Landscape, Nature, Outdoors

« Où sont toutes les femmes architectes ? » Allison Arieff, écrivain spécialiste du design et de l’architecture, s’est interrogée dans une tribune publiée en 2018 dans le New York Times. « Près de la moitié des étudiants en architecture sont des femmes. Pourquoi si peu d’entre elles restent dans le secteur après l’obtention de leur diplôme ? »

Depuis que l’homme a cessé de vivre dans des grottes vers 10 000 avant J.-C., les femmes ont toujours construit des maisons, des villes et contribué à leurs civilisations de manière incommensurable. Cependant, elles n’en ont pas toujours eu le mérite.

Malgré certains efforts récents pour parvenir à l’égalité des sexes dans les secteurs du bâtiment et de la construction, les femmes dans l’architecture sont cruellement sous-représentées.

En 2017, le magazine de design Dezeen a mené une enquête sur l’égalité et l’inclusion des genres au sein des principaux cabinets d’architecture. Les chercheurs ont qualifié les résultats de « choquants » : Sur une centaine de cabinets étudiés, seuls trois avaient des femmes comme PDG, tandis que 16 cabinets ne comptaient aucune femme dans leurs équipes de direction. Seulement 10 % des femmes employées dans ces entreprises occupaient des postes de direction, tandis que la plupart des autres avaient des rôles administratifs. Ce qui rend ces résultats particulièrement frappants, c’est qu’environ 50 % des étudiants diplômés des écoles d’architecture sont des femmes.

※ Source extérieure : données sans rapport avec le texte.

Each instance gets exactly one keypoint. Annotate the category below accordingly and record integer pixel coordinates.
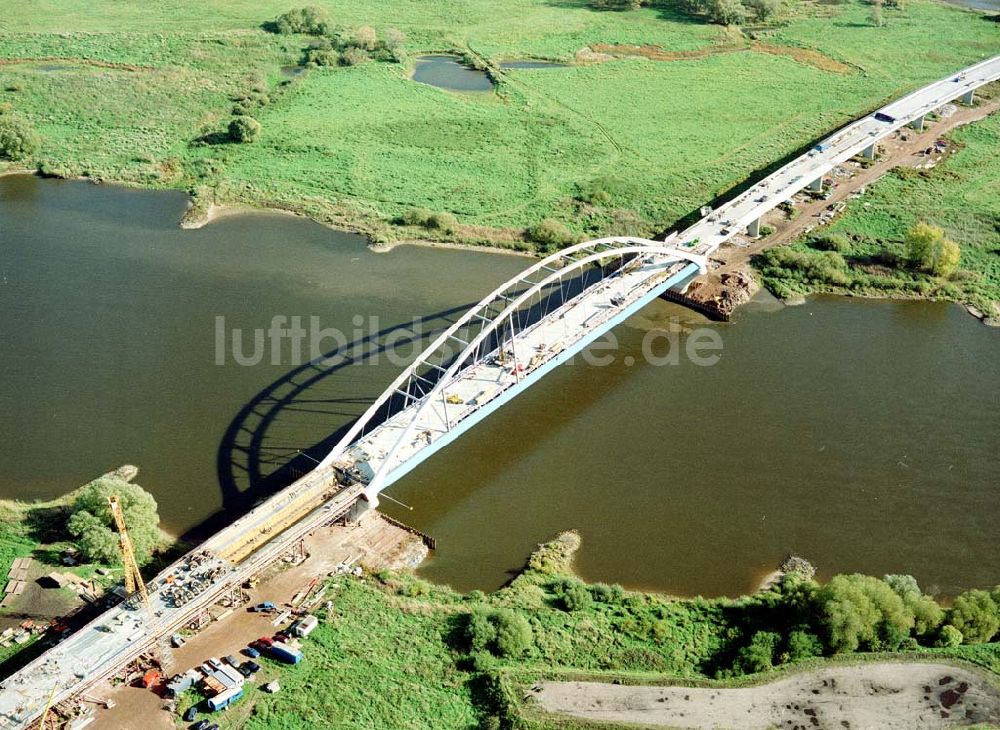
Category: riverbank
(950, 183)
(440, 658)
(550, 144)
(739, 269)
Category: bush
(444, 222)
(364, 37)
(93, 525)
(311, 20)
(860, 609)
(929, 250)
(416, 217)
(603, 593)
(354, 56)
(949, 636)
(803, 645)
(616, 4)
(18, 139)
(758, 656)
(514, 635)
(976, 615)
(501, 631)
(831, 242)
(574, 596)
(550, 234)
(244, 129)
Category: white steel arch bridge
(508, 341)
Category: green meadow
(142, 94)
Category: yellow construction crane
(133, 578)
(44, 722)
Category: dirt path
(729, 282)
(887, 695)
(372, 542)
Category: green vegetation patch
(869, 253)
(616, 142)
(397, 651)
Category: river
(859, 434)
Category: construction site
(275, 600)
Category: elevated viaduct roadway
(503, 345)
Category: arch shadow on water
(250, 468)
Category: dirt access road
(888, 696)
(729, 282)
(371, 542)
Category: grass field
(962, 195)
(394, 650)
(126, 91)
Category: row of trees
(724, 12)
(335, 45)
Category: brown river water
(859, 434)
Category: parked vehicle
(283, 652)
(225, 699)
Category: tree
(976, 615)
(929, 250)
(92, 524)
(726, 12)
(803, 645)
(758, 656)
(364, 37)
(18, 139)
(244, 129)
(550, 234)
(574, 596)
(927, 614)
(762, 9)
(312, 20)
(501, 631)
(860, 609)
(949, 637)
(354, 56)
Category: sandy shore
(886, 695)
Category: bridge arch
(487, 318)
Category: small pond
(446, 72)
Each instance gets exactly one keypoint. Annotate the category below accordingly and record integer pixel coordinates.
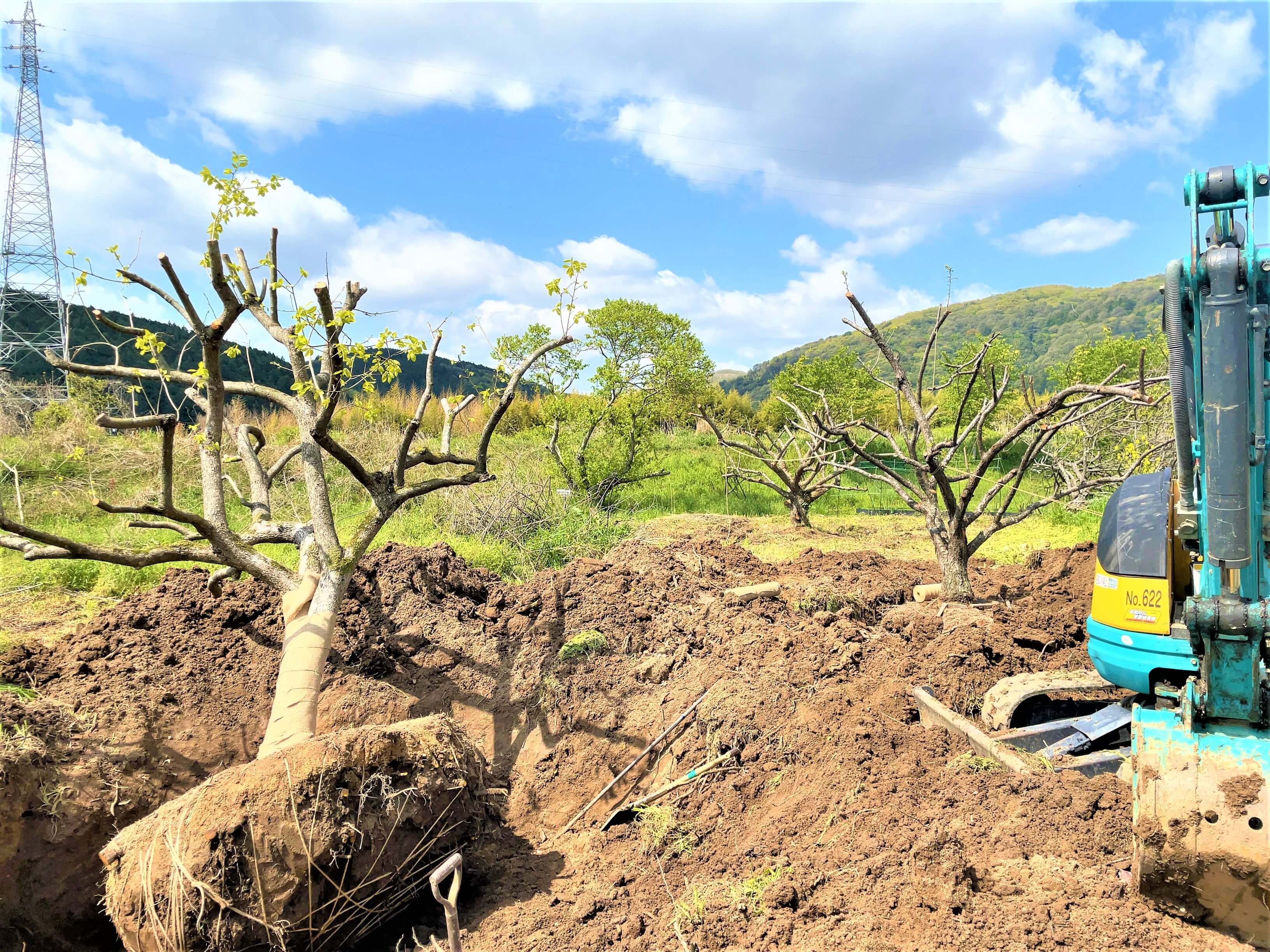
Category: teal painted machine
(1201, 737)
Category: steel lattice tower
(32, 313)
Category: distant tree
(1113, 357)
(965, 508)
(730, 407)
(651, 367)
(842, 380)
(799, 461)
(1113, 360)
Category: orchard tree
(651, 366)
(917, 456)
(326, 365)
(799, 461)
(783, 448)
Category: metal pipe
(1225, 367)
(1177, 336)
(626, 770)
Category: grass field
(514, 526)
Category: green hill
(89, 345)
(1044, 323)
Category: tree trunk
(309, 612)
(800, 509)
(956, 564)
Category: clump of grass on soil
(751, 890)
(971, 762)
(661, 832)
(585, 644)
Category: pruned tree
(919, 457)
(316, 332)
(800, 462)
(652, 367)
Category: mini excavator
(1182, 588)
(1180, 619)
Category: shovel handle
(453, 865)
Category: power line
(32, 280)
(444, 101)
(605, 152)
(629, 155)
(604, 93)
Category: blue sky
(724, 162)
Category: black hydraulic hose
(1177, 336)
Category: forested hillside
(89, 342)
(1043, 323)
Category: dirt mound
(150, 698)
(316, 845)
(841, 827)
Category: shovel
(625, 814)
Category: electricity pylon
(32, 313)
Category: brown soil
(844, 828)
(314, 846)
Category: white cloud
(1113, 65)
(884, 120)
(804, 250)
(1070, 233)
(110, 188)
(607, 256)
(1217, 59)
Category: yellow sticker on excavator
(1131, 602)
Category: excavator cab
(1182, 593)
(1179, 621)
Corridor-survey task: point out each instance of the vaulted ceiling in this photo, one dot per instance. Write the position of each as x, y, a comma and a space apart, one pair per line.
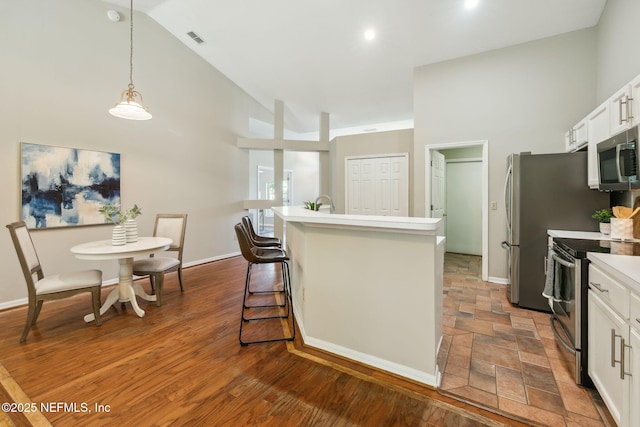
314, 55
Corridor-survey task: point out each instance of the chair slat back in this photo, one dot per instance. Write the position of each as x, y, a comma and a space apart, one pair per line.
27, 255
244, 243
172, 226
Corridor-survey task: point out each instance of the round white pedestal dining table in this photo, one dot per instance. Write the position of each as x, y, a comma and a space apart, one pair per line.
127, 289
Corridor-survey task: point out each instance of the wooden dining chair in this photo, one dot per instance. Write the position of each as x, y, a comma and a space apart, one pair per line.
172, 226
53, 287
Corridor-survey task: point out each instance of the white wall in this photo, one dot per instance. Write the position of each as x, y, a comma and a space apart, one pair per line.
521, 98
618, 41
305, 167
64, 65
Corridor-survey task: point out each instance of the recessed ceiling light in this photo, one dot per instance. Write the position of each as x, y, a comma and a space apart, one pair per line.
471, 4
369, 34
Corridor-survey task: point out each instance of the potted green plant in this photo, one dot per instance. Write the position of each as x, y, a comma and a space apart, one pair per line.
312, 206
603, 216
125, 228
130, 223
112, 214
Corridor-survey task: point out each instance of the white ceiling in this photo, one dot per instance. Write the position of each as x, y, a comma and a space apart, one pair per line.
313, 56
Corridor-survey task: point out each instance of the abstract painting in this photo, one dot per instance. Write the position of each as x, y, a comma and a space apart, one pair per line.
64, 187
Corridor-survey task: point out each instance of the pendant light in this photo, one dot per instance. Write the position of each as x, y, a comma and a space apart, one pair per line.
129, 107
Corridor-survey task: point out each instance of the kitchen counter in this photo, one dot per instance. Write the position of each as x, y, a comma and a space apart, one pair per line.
624, 268
368, 288
381, 223
588, 235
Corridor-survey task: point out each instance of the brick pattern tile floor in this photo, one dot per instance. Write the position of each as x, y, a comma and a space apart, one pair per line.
505, 358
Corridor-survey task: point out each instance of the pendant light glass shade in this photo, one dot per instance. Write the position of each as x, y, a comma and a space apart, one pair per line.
128, 107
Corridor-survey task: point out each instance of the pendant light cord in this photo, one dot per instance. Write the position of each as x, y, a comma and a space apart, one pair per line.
131, 49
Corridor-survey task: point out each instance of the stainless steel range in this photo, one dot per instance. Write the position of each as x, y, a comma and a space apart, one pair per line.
569, 314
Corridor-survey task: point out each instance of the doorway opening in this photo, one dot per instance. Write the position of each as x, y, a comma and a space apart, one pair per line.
460, 195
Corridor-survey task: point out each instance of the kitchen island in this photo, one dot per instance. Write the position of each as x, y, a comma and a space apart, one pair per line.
368, 288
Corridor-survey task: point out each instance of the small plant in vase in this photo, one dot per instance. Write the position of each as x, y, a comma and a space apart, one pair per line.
125, 228
131, 225
603, 216
312, 206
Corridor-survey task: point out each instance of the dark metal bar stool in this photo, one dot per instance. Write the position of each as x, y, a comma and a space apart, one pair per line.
264, 255
258, 240
261, 242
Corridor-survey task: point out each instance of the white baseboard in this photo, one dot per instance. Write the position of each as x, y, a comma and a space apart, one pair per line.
367, 359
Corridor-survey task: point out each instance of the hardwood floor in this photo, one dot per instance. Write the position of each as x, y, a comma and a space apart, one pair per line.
182, 365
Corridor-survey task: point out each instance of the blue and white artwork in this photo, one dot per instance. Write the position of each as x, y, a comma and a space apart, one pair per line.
64, 187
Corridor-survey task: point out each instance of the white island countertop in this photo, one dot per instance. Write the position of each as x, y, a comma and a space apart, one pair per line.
392, 223
625, 268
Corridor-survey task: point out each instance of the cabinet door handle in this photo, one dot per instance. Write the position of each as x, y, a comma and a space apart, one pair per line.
613, 349
624, 101
598, 286
622, 347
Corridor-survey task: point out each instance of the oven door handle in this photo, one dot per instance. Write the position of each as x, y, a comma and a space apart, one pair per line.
557, 334
561, 261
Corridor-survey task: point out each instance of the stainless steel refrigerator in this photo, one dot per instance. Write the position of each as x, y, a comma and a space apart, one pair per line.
542, 192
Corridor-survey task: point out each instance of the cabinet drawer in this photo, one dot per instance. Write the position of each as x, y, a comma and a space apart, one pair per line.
610, 291
634, 312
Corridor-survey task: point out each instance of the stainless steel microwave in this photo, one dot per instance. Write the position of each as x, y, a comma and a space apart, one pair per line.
618, 161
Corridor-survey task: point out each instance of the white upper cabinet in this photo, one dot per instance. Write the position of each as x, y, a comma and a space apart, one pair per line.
634, 88
597, 130
624, 107
576, 137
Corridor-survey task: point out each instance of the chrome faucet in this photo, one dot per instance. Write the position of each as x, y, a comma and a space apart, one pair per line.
324, 196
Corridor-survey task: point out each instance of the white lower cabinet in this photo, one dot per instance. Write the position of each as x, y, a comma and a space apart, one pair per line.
614, 346
606, 332
634, 393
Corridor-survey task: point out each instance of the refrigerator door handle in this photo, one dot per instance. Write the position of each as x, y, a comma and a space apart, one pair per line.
507, 198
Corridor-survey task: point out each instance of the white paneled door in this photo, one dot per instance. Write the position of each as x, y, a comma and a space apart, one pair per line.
378, 186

Pour souligner le talent et la vision que les femmes apportent à l’architecture, nous vous présentons sept femmes architectes qui ont laissé et laisseront certainement leur empreinte dans l’histoire et sur les lignes d’horizon du monde. Ces visionnaires, et des centaines d’autres, continuent à ouvrir la voie pour que les jeunes générations puissent plus facilement réaliser leurs rêves. (La liste est alphabétique, basée sur les noms de famille).

Gabriela Carillo

GabrielaCarillo est née, a grandi et a été formée au Mexique. En 2017, seulement à l’âge de 39 ans, elle a été nommée architecte de l’année, une prestigieuse distinction décernée par The Architectural Review.

Elle a conçu des tribunaux pénaux, des centres culturels, une bibliothèque pour les malvoyants, entre autres. La marque de fabrique de Carillo est son approche humaine et sensible des bâtiments communautaires. Elle tire également le meilleur parti de la lumière du soleil mexicain, l’utilisant pour créer une profondeur esthétique dans ses conceptions avec des jeux d’ombre et de lumière.

Carillo dirige le Taller | Mauricio Rocha + Gabriela Carrillo avec ses partenaires de conception et enseigne également à la Graduate School of Design de l’université de Harvard.

Zaha Hadid

Lorsque Zaha Hadid a ouvert un petit bureau dans le quartier londonien de Clerkenwell au début des années 1980, l’idée qu’elle deviendrait l’un des architectes les plus célèbres de l’histoire moderne pouvait sembler farfelue.

Cependant, même les premiers dessins d’Hadid de ces années-là imaginaient un monde qui n’existait pas encore. Au cours des décennies suivantes, jusqu’à sa mort prématurée en 2016, Hadid a construit des structures qui ornent les horizons du monde entier et a repoussé les limites de l’imagination architecturale.

Ce génie irako-britannique est à l’origine de nombreux projets qui ont marqué le siècle, comme le Galaxy Soho de Pékin, le centre aquatique de Londres, le centre culturel Heydar Aliyev et l’opéra de Guangzhou.

« Il y a 360 degrés. Alors pourquoi s’en tenir à un seul ? » Hadid a prononcé une phrase célèbre, qui résume bien sa philosophie du design.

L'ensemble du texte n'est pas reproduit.